Customers doing gallium nitride on silicon, GaN HEMT, or advanced optoelectronics already request multi-batch traceability—sometimes down to the hour—across not just metallics but rare earth impurities, silicon, and carbon signatures. As the industry matures, everyone expects faster analytical turnarounds and deeper reporting transparency. We’re moving away from outdated drum-based processes toward containerization that boosts both throughput and cross-batch identity control. RFID or blockchain-style tracing in precursor delivery finds its best use not as a marketing line, but as a renewal of trust after decades of hidden mishaps in sub-tier supply chains.

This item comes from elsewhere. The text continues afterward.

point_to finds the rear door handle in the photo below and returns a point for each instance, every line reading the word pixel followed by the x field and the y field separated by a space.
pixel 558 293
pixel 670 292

Every reactor engineer wants steady, repeatable input chemistry above all. From our side, we value process data and “in the trenches” insight over wishful thinking and empty guarantees. Real breakthroughs start at the level of process and product knowledge. Chemists, engineers, QA teams, and plant operators stay in tight feedback loops with users—from Germany to the US to Taiwan—to chase down odd results and keep raising the bar.
With TMGa, each batch blends raw chemistry, process history, and practical handling experience. Our outlook remains grounded in the lived reality of high-end compound semiconductor fabrication. The knowledge we’ve gained translates into better products, shorter downtime, higher yields, and enduring trust born from fact, not sales pitch.
Talk to anyone in this field and you’ll pick up the same message: the biggest progress in device reliability starts upstream, at the level of precursor choice and handling. No fancy data sheet or hot marketing campaign takes the place of painstaking purification, real trace reporting, and quick responses to hard process questions. As a chemical manufacturer, our job doesn’t stop at quality assurance—it includes backing our product through years of device field life, every setback, and every leap in performance the industry demands next.
Trimethylgallium will keep stretching the expectations for high-purity precursors as long as LED, laser, and RF markets push for better yield, higher brightness, and longer device lifetimes. From our side, we bring the same discipline to each batch, every cylinder, and every customer relationship—refining our product not out of habit or cost pressures, but because the industry's toughest problems only fall to a supplier who understands what real partnership means in manufacturing.